Crohn’s, not IBS but similar on the urgency. I have had to give up work and can spend days being housebound. I dose with Imodium or codeine if I have to go out. Many, many toilet stops on long journeys. I don’t dare do a country walk or be anywhere with no toilets.
Have you been checked for Bile Acid Malabsorption? It can give very similar symptoms to IBS. It’s fairly common if you have had your gallbladder removed (don’t know if you have) or can happen for no apparent reason

Cherrypusscat · 16/08/2022 18:16

Has anyone ever tried Amytriptyline
for IBS D?

I’ve seen lots of recommendations for it online (meant to be life changing) but my GP wouldn’t give it to me when I asked - wanted to give me Sertraline instead that I refused as side effects for that was diarrhoea!! No way!!

MrsLeBouef · 17/08/2022 00:16

Cherrypusscat · 16/08/2022 18:16

Has anyone ever tried Amytriptyline
for IBS D?

I’ve seen lots of recommendations for it online (meant to be life changing) but my GP wouldn’t give it to me when I asked - wanted to give me Sertraline instead that I refused as side effects for that was diarrhoea!! No way!!

This is the drug of the Devil - even 1/8 of one knocked me out for hours so yes it slows it all down as I sleep for hours and hours and hours.

Augend23 · 17/08/2022 07:30

Cherrypusscat · 16/08/2022 18:16

Has anyone ever tried Amytriptyline
for IBS D?

I’ve seen lots of recommendations for it online (meant to be life changing) but my GP wouldn’t give it to me when I asked - wanted to give me Sertraline instead that I refused as side effects for that was diarrhoea!! No way!!

Well setraline is recommended as an off label answer to IBS so I wouldn't knock it as an option. Lots of drugs have side effects listed which include what they're treating so I wouldn't rule it out on that basis.

Re amitriptyline - I have also been prescribed it before. I think it did make it a bit better but I also need to sleep for over 12 hours a day when I was on it so it was just unfeasible to keep taking it. That was on the lowest possible dose - if it had been prescribed for depression I'd have needed 5 or 10x as much.

unicormb · 17/08/2022 10:46

I'm on 30mg Amitriptyline nightly for chronic pain, initially I think there might have been some cessation of diarrhoea, but it didn't last long. The most effective things for me are codeine and lots and lots of loperamide.

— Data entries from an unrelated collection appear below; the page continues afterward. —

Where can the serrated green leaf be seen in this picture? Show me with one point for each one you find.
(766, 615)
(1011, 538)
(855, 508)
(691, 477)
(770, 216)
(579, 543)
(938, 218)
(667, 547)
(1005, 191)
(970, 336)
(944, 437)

Cherrytree86 · 06/09/2025 20:01

saltwaterandsuncream · 06/08/2022 19:59

I have severe IBD and before I got the right medication life was very difficult. Medicine has honestly changed my life.

@saltwaterandsuncream

what medication do you have? I need it!

dynamiccactus · 06/09/2025 20:27

Earlier this year I had a few weeks like this - going to the loo all the time, sometimes 10 times a day and couldn't go for a run without needing to go, I had to plan my routes around the local pubs or via the town centre where there is a public loo.

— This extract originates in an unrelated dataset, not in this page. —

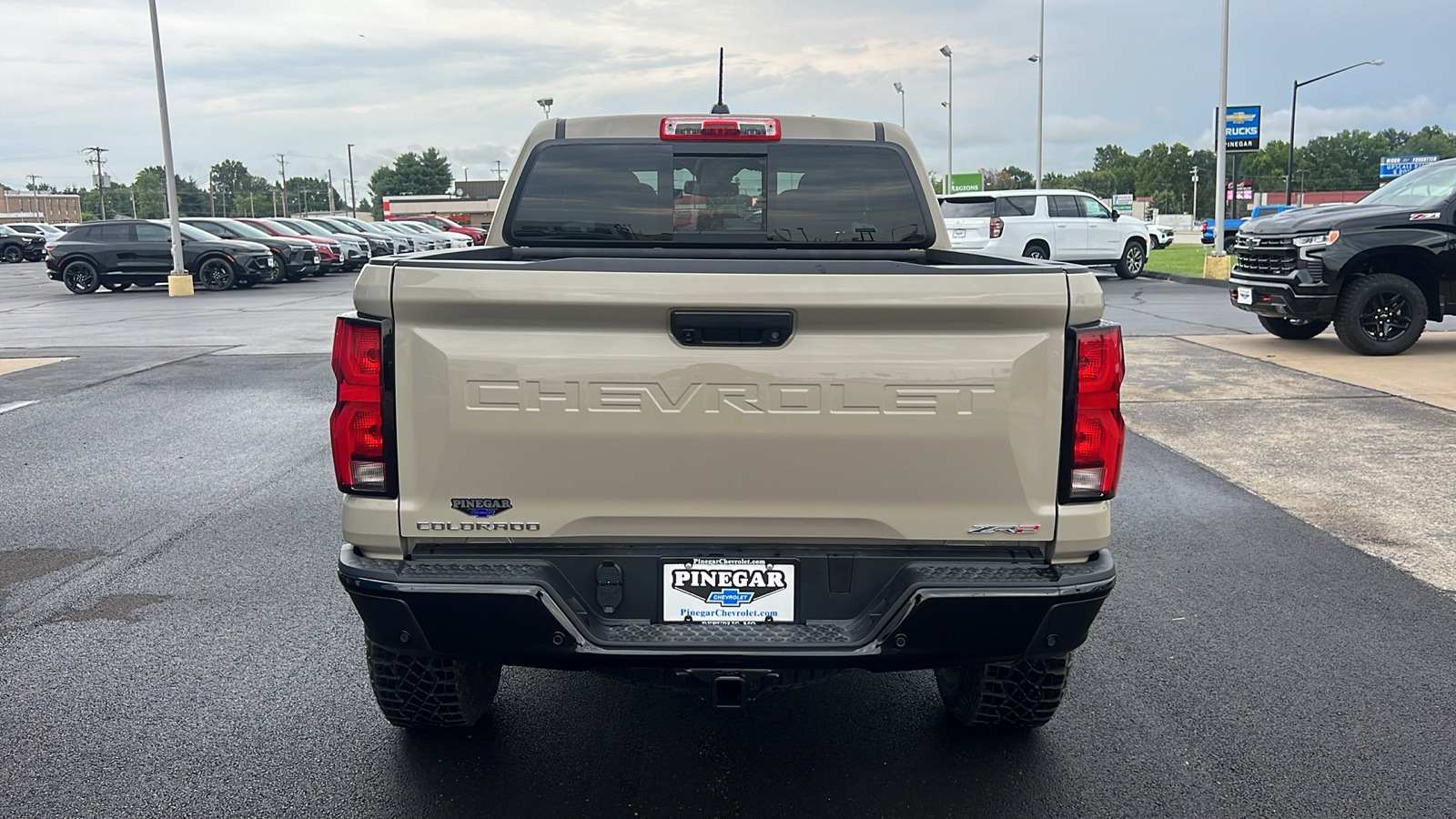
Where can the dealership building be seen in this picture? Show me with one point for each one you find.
(38, 206)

Fortunately for me, when the GP referred me to the hospital again (I'd already had a colonoscopy last year for similar but much more short lived symptoms) the nurse recommended Symprove. I'd seen it advertised and then I also read an article where Lisa Snowden said she took it so I tried it and within a week things improved. A few weeks later I had an ultrasound and everything looked healthy. I feel on a bit of a knife edge now (when I go into the office I wait until I get there to have breakfast, for example) but I am 95% better.

Fortunately I generally work from home - I can't imagine being in a job like retail or teaching where you can't go to the loo when you need to! I think mine is probably hormonal - but thank goodness for Symprove. I agree anxiety makes it all worse.

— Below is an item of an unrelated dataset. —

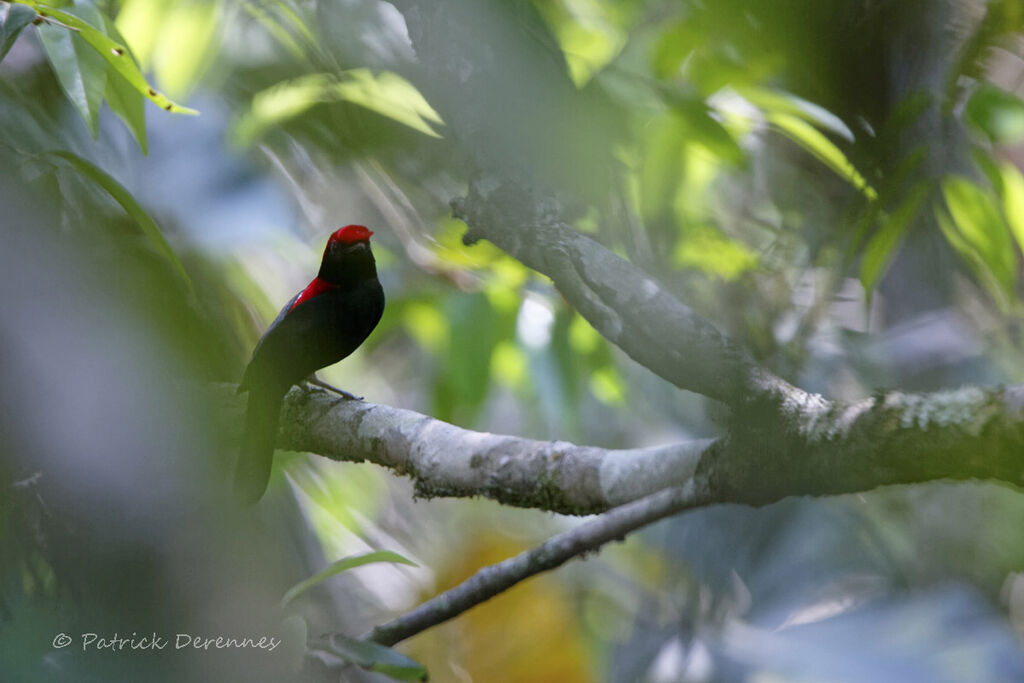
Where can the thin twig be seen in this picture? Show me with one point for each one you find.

I was already angry about the lack of public loos but now I am even more angry. People shouldn't have to stay at home because they are worried about finding a loo.

justasking111 · 06/09/2025 22:12

Having my gallbladder out has caused a few issues, add in menopause means there's foods I have to be really careful with or preferably avoid. Post menopause friends now have food intolerance so I'm in good company these days.